En el caso de las categorías humanitariasasilados, refugiados, víctimas de la trata y de delitos—, la agencia dejó de tramitar las solicitudes casi por completo. El DHS también ha cuadruplicado con creces las detenciones de inmigrantes cubanos desde que Trump asumió el cargo, a pesar de que los cubanos cuentan con una ley especial que les permite recibir tarjetas de residencia después de un año en Estados Unidos.

En diciembre, después de que el DHS suspendiera la tramitación de tarjetas de residencia para refugiados, envió agentes a Minnesota para detener a refugiados que habían entrado legalmente desde el extranjero y aún tenían el estatus de refugiado. ¿La justificación? No haber recibido una tarjeta de residencia dentro del plazo de un año desde la entrada, tal como lo exige la ley —a pesar de que el DHS no estaba procesando tarjetas de residencia para refugiados.

Esta última medida política apunta a las categorías no humanitarias —inmigrantes patrocinados por empleadores y familiares— que aún no están totalmente suspendidas. Dado que el DHS parece preocupado por la oposición de los grupos empresariales, es probable que los principales objetivos sean los familiares cercanos de ciudadanos estadounidenses que están regularizando su estatus.

El DHS sigue permitiendo que los inmigrantes soliciten tarjetas de residencia, pero afirma que solo las otorgará a aquellos con casos excepcionales. Luego, a medida que expiren sus estatus temporales, podría denegárselas y arrestarlos al mismo tiempo. El DHS ya está arrestando a solicitantes de tarjetas de residencia, pero se ha visto obligado a liberarlos cuando descubre que son elegibles. Ese es el "problema" que quiere solucionar.

El DHS le dice a la gente que simplemente puede presentar la solicitud desde el extranjero. Pero además de la separación familiar y los costos, irse a menudo hará que los solicitantes pierdan su oportunidad de regresar. Si un inmigrante patrocinado por un empleador tiene que dejar su trabajo durante meses, su empleador podría verse obligado a despedirlo, lo que le costaría el empleo y el derecho a quedarse. En otro enrevesado giro legal, si alguien cuyo estatus expiró hace más de 180 días antes de presentar la solicitud entró legalmente, es elegible para obtener una tarjeta de residencia dentro de Estados Unidos. Pero si sale del país, se le prohíbe obtener una visa durante 3 años. Si la caducidad del estatus fue de más de un año, se le prohíbe durante 10 años.

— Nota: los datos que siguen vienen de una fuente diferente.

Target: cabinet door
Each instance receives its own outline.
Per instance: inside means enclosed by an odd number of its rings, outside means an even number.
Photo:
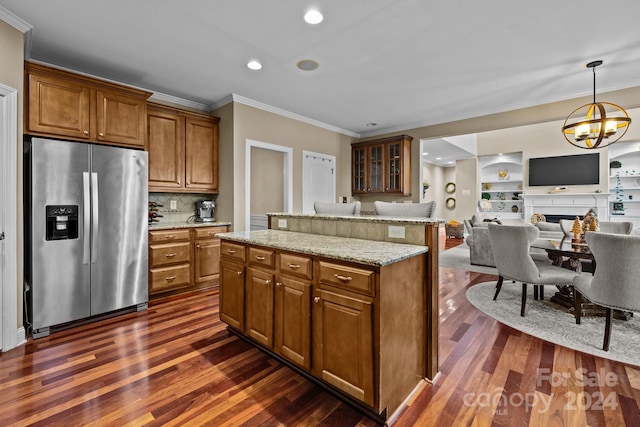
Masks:
[[[245,333],[264,345],[273,347],[273,274],[247,269]]]
[[[220,263],[220,320],[244,330],[244,266]]]
[[[87,86],[30,74],[29,131],[89,139],[89,97]]]
[[[144,148],[146,100],[102,90],[96,99],[97,140]]]
[[[384,191],[384,145],[372,145],[367,148],[369,154],[369,183],[370,193]]]
[[[186,188],[218,192],[218,124],[186,119]]]
[[[314,375],[373,406],[372,303],[329,291],[313,295]]]
[[[280,278],[276,283],[275,350],[305,369],[311,368],[311,284]]]
[[[367,150],[364,147],[351,149],[351,192],[360,194],[367,192]]]
[[[149,190],[184,187],[184,118],[170,111],[147,108]]]
[[[211,282],[220,274],[220,239],[195,242],[195,283]]]

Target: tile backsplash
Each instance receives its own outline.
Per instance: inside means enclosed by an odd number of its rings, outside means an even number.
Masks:
[[[187,222],[193,221],[196,215],[196,202],[198,200],[216,200],[214,194],[188,194],[188,193],[149,193],[149,202],[156,202],[162,207],[158,208],[158,214],[162,218],[154,224],[167,222]],[[171,201],[176,201],[176,209],[170,209]]]

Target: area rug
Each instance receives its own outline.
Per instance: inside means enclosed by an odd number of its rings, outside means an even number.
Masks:
[[[545,290],[547,296],[542,301],[534,300],[533,291],[529,289],[527,313],[522,317],[522,285],[505,282],[498,299],[493,301],[495,288],[496,282],[478,283],[467,290],[467,299],[487,316],[526,334],[595,356],[640,366],[640,316],[637,313],[631,320],[613,320],[609,351],[604,351],[604,317],[583,317],[582,323],[576,325],[573,314],[548,300],[550,287]]]
[[[469,263],[469,246],[466,243],[454,246],[438,254],[438,265],[441,267],[459,268],[462,270],[475,271],[477,273],[487,273],[498,275],[498,270],[494,267],[482,265],[472,265]]]

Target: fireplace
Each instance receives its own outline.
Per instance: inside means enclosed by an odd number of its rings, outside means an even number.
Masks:
[[[561,219],[582,218],[593,209],[601,221],[609,221],[608,193],[555,193],[522,194],[524,199],[524,220],[529,221],[534,213],[541,213],[547,222]]]

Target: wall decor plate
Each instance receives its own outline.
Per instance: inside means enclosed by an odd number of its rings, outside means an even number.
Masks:
[[[447,185],[444,186],[444,191],[451,194],[454,191],[456,191],[456,185],[453,182],[449,182],[447,183]]]
[[[447,206],[447,208],[453,209],[456,207],[456,199],[454,199],[453,197],[449,197],[447,200],[445,200],[444,204]]]

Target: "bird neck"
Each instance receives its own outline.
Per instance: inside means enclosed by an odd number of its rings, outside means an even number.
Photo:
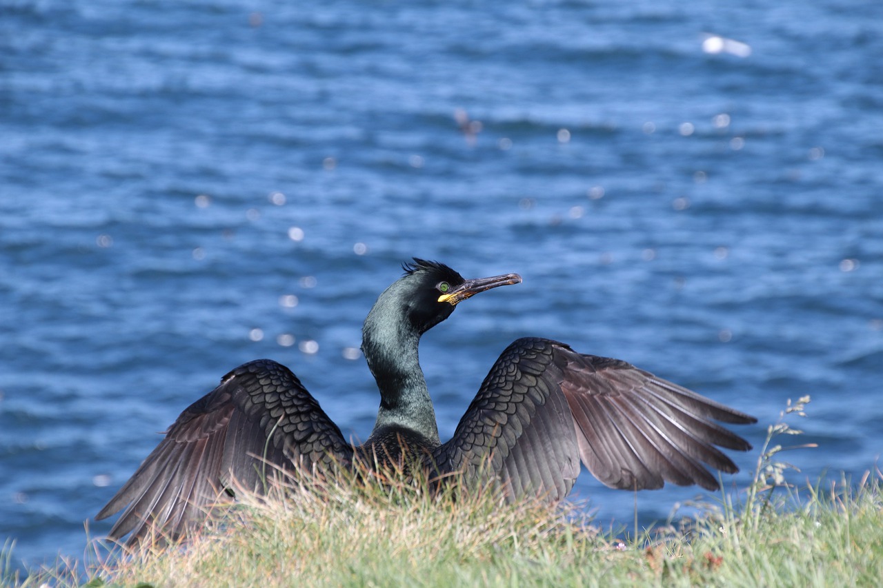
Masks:
[[[381,429],[408,429],[437,445],[435,410],[418,355],[420,333],[405,309],[383,298],[371,309],[362,328],[362,351],[381,393],[372,435]]]

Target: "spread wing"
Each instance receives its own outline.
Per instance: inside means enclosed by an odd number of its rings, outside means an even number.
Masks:
[[[736,464],[714,446],[751,445],[714,423],[756,419],[618,359],[518,339],[491,368],[454,436],[434,453],[441,472],[487,468],[512,498],[570,493],[579,462],[614,488],[718,482]]]
[[[187,407],[102,519],[125,510],[108,538],[174,540],[238,487],[261,492],[274,471],[347,462],[352,448],[298,377],[268,359],[244,364]]]

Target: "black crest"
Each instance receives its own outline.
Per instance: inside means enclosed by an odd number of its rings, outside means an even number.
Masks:
[[[402,264],[402,269],[406,275],[412,275],[419,272],[426,272],[436,275],[438,279],[450,282],[451,283],[463,283],[465,280],[457,271],[438,261],[427,261],[415,257],[413,261],[405,261]]]

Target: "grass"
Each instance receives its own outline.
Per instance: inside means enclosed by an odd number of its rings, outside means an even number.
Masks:
[[[802,399],[808,402],[808,399]],[[601,532],[576,507],[507,505],[490,487],[429,496],[393,476],[310,480],[247,498],[185,548],[105,557],[85,570],[91,586],[726,585],[874,586],[883,577],[883,474],[797,489],[784,450],[796,433],[771,426],[753,483],[721,493],[695,517],[638,537]],[[75,564],[6,574],[0,582],[78,585]]]

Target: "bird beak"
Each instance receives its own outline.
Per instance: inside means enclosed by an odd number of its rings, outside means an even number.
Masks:
[[[466,280],[454,290],[440,296],[439,302],[447,302],[451,306],[455,306],[458,302],[462,302],[479,292],[483,292],[486,290],[498,286],[510,286],[515,283],[521,283],[521,276],[517,274],[506,274],[489,278]]]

El DHS sabe todo esto, y consideraría cada uno de estos resultados como una victoria. Igualmente significativo es que el DHS sabe que Trump ha prohibido que 40 nacionalidades reciban visas de inmigrante, y que el Departamento de Estado ha suspendido la tramitación para inmigrantes de 75 países. La combinación de estas dos listas significa que más de 90 nacionalidades —la mitad de los inmigrantes legales— no pueden iniciar el proceso de la tarjeta de residencia en el extranjero. A pesar de restar importancia al efecto del memorándum, los comentarios de prensa del DHS han sugerido específicamente que estas nacionalidades serán expulsadas.

El nuevo muro de trámites burocráticos para los inmigrantes legales no es una desviación anómala de la administración Trump. Más bien, los obstáculos burocráticos son un componente esencial de la deportación masiva. El DHS necesita "ilegalizar" a las personas —es decir, transformarlas de legales a ilegales— para cumplir sus objetivos imposibles de deportación. Esta es también una de las razones por las que la administración ha buscado poner fin a la ciudadanía por nacimiento. Sabe que la ciudadanía para los hijos de inmigrantes nacidos en Estados Unidos protege a esos niños de la deportación.

La deportación masiva y las restricciones draconianas a la inmigración legal son dos caras de la misma moneda. Muchas personas se encuentran aquí de manera ilegal únicamente porque, históricamente, el gobierno de Estados Unidos ha hecho imposible la inmigración legal. Si queremos resolver el problema de la inmigración ilegal, la solución es la inmigración legal. Pero está claro que el DHS prefiere el problema a la solución.

Este artículo fue publicado originalmente en MS Now (Estados Unidos) el 1 de junio de 2026.